Bilateral lung transplantation after caesarean section in pregnancy with severe pulmonary arterial hypertension: A case report.

RATIONALE:

Pulmonary arterial hypertension (PAH) can lead to an increase in right ventricular load and subsequently heart failure, making severe PAH a contraindication for pregnancy. In addition, PAH may worsen during pregnancy and puerperium, which requires high-quality critical care.
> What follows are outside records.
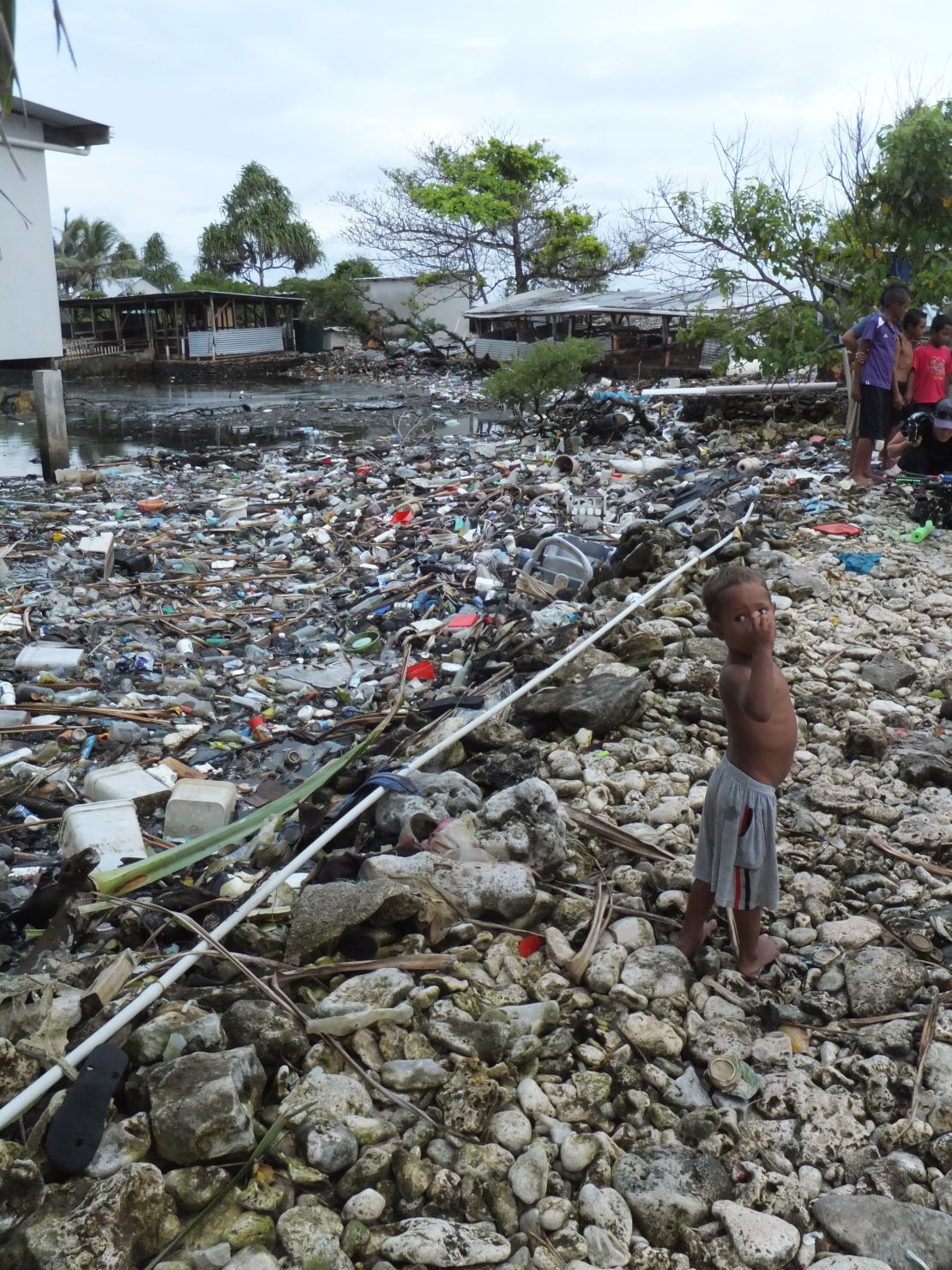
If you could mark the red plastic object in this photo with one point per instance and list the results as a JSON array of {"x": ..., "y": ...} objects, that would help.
[
  {"x": 422, "y": 671},
  {"x": 840, "y": 531}
]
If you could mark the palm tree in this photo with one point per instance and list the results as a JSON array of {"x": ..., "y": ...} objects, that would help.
[
  {"x": 89, "y": 251},
  {"x": 156, "y": 264}
]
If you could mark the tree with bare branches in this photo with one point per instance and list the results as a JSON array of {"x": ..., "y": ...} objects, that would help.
[{"x": 795, "y": 261}]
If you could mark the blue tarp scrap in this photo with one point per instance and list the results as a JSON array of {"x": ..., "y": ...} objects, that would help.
[{"x": 859, "y": 561}]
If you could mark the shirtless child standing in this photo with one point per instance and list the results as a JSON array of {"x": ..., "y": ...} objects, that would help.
[{"x": 735, "y": 865}]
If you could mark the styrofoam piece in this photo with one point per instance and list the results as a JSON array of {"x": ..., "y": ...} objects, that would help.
[
  {"x": 232, "y": 510},
  {"x": 100, "y": 545},
  {"x": 50, "y": 656},
  {"x": 111, "y": 828},
  {"x": 197, "y": 807},
  {"x": 124, "y": 781}
]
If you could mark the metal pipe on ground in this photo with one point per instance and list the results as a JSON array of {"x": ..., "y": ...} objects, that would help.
[{"x": 24, "y": 1100}]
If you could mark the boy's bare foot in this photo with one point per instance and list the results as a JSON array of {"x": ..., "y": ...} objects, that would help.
[
  {"x": 764, "y": 952},
  {"x": 690, "y": 942}
]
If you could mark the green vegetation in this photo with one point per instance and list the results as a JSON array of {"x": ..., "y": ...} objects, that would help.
[
  {"x": 798, "y": 263},
  {"x": 261, "y": 230},
  {"x": 87, "y": 251},
  {"x": 156, "y": 266},
  {"x": 336, "y": 300},
  {"x": 491, "y": 211},
  {"x": 528, "y": 384}
]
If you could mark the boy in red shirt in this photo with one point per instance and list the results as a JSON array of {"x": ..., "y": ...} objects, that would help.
[{"x": 932, "y": 366}]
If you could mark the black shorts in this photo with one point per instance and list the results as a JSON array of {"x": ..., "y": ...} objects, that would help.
[
  {"x": 901, "y": 413},
  {"x": 875, "y": 412}
]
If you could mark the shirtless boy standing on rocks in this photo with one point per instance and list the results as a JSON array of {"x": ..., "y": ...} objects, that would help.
[{"x": 735, "y": 865}]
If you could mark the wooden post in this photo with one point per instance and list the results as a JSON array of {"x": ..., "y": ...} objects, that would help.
[{"x": 51, "y": 423}]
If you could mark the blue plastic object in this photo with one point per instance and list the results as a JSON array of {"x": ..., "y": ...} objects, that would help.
[{"x": 859, "y": 561}]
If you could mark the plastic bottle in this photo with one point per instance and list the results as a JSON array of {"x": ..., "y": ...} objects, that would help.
[
  {"x": 126, "y": 732},
  {"x": 922, "y": 532}
]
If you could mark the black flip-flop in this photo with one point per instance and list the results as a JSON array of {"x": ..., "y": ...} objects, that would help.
[{"x": 76, "y": 1129}]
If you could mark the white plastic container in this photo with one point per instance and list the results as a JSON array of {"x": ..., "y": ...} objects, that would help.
[
  {"x": 232, "y": 510},
  {"x": 103, "y": 547},
  {"x": 197, "y": 807},
  {"x": 50, "y": 656},
  {"x": 127, "y": 781},
  {"x": 110, "y": 828}
]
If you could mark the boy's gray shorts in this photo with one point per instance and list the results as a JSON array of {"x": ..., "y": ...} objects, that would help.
[{"x": 737, "y": 854}]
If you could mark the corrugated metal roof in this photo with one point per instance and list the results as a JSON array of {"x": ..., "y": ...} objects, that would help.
[
  {"x": 554, "y": 301},
  {"x": 166, "y": 299},
  {"x": 63, "y": 129}
]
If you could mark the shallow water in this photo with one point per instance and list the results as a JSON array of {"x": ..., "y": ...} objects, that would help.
[{"x": 113, "y": 420}]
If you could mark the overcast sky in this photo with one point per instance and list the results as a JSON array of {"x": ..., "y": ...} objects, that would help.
[{"x": 325, "y": 94}]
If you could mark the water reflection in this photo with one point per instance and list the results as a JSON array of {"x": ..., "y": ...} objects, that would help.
[{"x": 122, "y": 420}]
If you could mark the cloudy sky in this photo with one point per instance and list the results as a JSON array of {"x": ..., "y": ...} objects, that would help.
[{"x": 325, "y": 94}]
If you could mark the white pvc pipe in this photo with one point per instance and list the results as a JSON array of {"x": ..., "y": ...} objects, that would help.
[
  {"x": 744, "y": 389},
  {"x": 24, "y": 1100}
]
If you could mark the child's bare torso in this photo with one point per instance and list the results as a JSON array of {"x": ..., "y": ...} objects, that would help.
[{"x": 764, "y": 751}]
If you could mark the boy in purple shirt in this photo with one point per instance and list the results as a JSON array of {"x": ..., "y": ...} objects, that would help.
[{"x": 875, "y": 385}]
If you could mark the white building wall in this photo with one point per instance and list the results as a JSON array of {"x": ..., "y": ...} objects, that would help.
[
  {"x": 444, "y": 304},
  {"x": 29, "y": 306}
]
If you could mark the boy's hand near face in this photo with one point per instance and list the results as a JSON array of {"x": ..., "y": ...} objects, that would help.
[{"x": 763, "y": 630}]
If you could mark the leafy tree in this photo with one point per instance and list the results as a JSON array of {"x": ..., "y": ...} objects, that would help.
[
  {"x": 261, "y": 230},
  {"x": 156, "y": 264},
  {"x": 338, "y": 300},
  {"x": 87, "y": 251},
  {"x": 547, "y": 368},
  {"x": 901, "y": 205},
  {"x": 212, "y": 280},
  {"x": 491, "y": 212},
  {"x": 795, "y": 264}
]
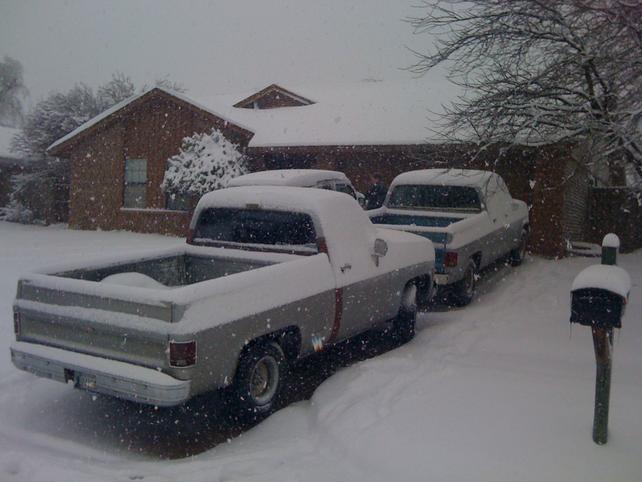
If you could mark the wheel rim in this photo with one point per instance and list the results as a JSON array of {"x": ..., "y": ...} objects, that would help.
[
  {"x": 264, "y": 380},
  {"x": 469, "y": 282},
  {"x": 522, "y": 248}
]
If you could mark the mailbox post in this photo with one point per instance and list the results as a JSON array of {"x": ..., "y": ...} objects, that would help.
[{"x": 599, "y": 297}]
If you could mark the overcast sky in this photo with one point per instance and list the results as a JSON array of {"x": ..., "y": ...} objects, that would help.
[{"x": 211, "y": 47}]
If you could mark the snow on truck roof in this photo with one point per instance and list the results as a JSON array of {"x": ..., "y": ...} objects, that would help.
[
  {"x": 287, "y": 177},
  {"x": 299, "y": 199},
  {"x": 446, "y": 177}
]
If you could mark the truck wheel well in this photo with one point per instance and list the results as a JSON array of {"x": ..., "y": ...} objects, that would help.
[
  {"x": 477, "y": 259},
  {"x": 424, "y": 290},
  {"x": 288, "y": 338}
]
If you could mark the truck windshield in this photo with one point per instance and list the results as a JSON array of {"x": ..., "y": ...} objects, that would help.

This report is the first instance in which a patient with severe PAH, survived a successful atrial septal defect (ASD) repair and bilateral lung transplantation during puerperium.

PATIENT CONCERNS:

A 42-year-old pregnant woman with congenital heart disease (CHD) and severe PAH was admitted to our hospital for the management of pregnancy and delivery. The patient was diagnosed with severe PAH in 2013, and no significant improvements or deteriorations were found until this pregnancy-related hospital admission.

DIAGNOSIS:

The patient was diagnosed with CHD and severe PAH in 2013 with color Doppler echocardiography, right cardiac catheterization, and pulmonary perfusion imaging. The patient's mean pulmonary arterial pressure increased to 140 mm Hg during pregnancy, suggesting an exacerbated PAH with high risks to both her and the unborn child.

INTERVENTIONS:

The patient was treated with PAH-targeting treprostinil injection to reduce pulmonary artery pressure. Caesarean section was performed at 27 weeks and 5 days of gestation. The patient was put under extracorporeal membrane oxygenation (ECMO) with the help of local anesthesia before the operation. The investigators finally conducted a bilateral lung transplantation with a shell incision of the sternum under cardiopulmonary bypass.

OUTCOMES:

The mother and the neonate survived and recovered well after the operation, and were discharged from the hospital on the fourth month post-hospitalization.

LESSONS:

Severe PAH is an absolute contraindication for pregnancy. However, for patients who insist on a pregnancy, it could be plausible to proceed with a targeted drug therapy and ECMO after conducting a cesarean section, and finally, a lung transplantation. Multidisciplinary diagnosis and treatment is the key to the successful treatment of a PAH-complicated pregnancy.